Mental models are shortcuts for reasoning. They are a set of ideas and beliefs that we consciously or unconsciously form based on our experiences to shape our representation of how the world works. While mental models are extremely useful to make decisions in times of uncertainty, they are still shortcuts—which can be harmful if we don’t take a step back to evaluate them.
Lucky for us, scientists have already devised a system we can take inspiration from. Evaluating the result of a chain of events and decisions is something that needs to be done every day in scientific research. In particular, scientists need to evaluate the validity and reliability of their measures.
Validity: is the mental model accurate?
In scientific research, validity is the extent to which a concept is accurately measured. To put it simply: are we measuring the right thing? As healthcare professionals Roberta Heale and Alison Twycross put it: “A survey designed to explore depression but which actually measures anxiety would not be considered valid.”
When it comes to mental models, questioning the validity of a mental model is equivalent to asking yourself: is this the right mental model for the situation? There are many mental models, and it may be that you apply the margin of safety mental model, when really you should be paying attention to your illusion of control.
Validity does not say anything about the mental model itself. Instead, it helps evaluate how appropriate and accurate a mental model is in a specific situation.
Reliability: is the mental model consistent?
Reliability is the consistency of a mental model when applied repeatedly under similar circumstances. Do you get the same result when you apply this mental model repeatedly?
Roberta Heale and Alison Twycross share a good illustration to understand the relationship between validity and reliability: “A simple example of validity and reliability is an alarm clock that rings at 7:00 each morning, but is set for 6:30. It is very reliable (it consistently rings the same time each day), but is not valid (it is not ringing at the desired time).”
Scientists use several methods to evaluate the reliability of their measures, but two of them in particular are relevant to evaluating the reliability of mental models.

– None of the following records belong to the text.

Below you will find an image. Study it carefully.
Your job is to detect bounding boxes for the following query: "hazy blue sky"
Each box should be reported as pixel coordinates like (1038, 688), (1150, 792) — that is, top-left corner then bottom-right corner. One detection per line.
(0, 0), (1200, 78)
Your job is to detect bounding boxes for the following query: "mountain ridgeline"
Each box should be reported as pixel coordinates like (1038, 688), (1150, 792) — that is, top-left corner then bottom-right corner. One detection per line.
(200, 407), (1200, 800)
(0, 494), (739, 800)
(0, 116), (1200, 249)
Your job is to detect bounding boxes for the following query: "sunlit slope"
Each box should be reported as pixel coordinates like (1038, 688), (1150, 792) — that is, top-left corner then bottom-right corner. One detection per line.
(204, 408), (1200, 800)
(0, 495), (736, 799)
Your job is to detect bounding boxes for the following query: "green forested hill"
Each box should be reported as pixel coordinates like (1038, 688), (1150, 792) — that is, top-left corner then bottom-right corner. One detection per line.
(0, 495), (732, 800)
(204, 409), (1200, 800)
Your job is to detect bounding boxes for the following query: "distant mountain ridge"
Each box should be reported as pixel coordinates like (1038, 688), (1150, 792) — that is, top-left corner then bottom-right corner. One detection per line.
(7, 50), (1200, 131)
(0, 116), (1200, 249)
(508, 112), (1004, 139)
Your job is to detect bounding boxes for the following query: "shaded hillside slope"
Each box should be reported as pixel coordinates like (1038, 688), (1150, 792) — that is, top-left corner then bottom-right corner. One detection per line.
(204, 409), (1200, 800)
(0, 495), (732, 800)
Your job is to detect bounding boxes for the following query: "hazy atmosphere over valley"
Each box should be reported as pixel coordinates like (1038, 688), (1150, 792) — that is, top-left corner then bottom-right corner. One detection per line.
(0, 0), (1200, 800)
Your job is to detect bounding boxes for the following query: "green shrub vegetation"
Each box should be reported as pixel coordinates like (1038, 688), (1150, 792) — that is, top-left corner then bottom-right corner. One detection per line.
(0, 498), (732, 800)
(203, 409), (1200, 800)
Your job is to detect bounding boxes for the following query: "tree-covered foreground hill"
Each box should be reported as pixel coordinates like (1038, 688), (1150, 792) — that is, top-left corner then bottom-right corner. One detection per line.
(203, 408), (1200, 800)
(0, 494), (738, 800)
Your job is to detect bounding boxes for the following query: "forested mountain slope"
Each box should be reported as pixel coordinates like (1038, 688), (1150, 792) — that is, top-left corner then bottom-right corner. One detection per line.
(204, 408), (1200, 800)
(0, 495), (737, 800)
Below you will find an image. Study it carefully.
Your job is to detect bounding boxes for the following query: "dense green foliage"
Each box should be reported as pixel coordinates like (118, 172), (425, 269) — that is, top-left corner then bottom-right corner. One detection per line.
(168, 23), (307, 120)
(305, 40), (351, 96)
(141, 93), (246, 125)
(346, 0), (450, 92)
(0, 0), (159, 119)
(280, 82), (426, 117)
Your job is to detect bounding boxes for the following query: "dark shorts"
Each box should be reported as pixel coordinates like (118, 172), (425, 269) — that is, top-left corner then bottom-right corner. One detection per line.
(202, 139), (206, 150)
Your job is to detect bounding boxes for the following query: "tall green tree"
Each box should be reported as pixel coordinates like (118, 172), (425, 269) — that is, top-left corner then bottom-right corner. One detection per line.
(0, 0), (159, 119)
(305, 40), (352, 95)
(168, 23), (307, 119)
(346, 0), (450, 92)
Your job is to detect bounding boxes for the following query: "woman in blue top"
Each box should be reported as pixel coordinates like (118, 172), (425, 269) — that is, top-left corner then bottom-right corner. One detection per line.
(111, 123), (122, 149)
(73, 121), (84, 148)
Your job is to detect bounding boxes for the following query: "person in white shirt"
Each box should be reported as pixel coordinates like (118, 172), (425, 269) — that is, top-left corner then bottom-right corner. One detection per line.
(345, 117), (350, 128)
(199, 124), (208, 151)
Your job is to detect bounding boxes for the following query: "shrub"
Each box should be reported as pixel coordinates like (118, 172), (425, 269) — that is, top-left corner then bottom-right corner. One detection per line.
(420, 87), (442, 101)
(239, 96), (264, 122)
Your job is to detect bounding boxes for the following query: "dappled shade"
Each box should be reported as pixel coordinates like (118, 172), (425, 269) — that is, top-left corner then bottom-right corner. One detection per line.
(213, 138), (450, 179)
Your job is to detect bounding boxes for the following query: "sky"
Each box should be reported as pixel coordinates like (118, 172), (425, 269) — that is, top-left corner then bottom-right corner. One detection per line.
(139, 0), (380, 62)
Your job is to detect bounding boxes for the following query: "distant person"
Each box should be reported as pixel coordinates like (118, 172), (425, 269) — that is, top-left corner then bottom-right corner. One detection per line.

- The test-retest method. It consists in measuring the stability of a test over time. For mental models, you would need to keep track of the result of decisions made using a specific mental model. The more similar the results are over time, the more reliable the mental model. This is simple to achieve by adding a section to your daily notes or journal. Roam would be a great tool for this use case.
- The inter-observer method. In scientific research, this method looks at to what extent the measure yields the same result when administered by different observers under the same conditions. This is obviously much more difficult to achieve in real life, but it is interesting when it comes to mental models to discuss your experience with other people. Have they had the same results using the same mental model in similar situations?
Beyond reliability, maybe they used a different mental model which they consider more valid for that specific situation—and that’s worth discussing as well. After all, a mental model can be reliable but not valid (consistently returning a “bad” result), or valid but not reliable (inconsistently returning a “good” result).
As you can see, it would make little sense to consider validity and reliability separately. Why would you want to keep on accurately hitting the wrong target?
As often with metacognitive tools, the methods used in science to evaluate validity and reliability cannot simply be transposed to real life and the evaluation of mental models, but they offer a scaffold—a meta-model, if you wish—to guide your thinking.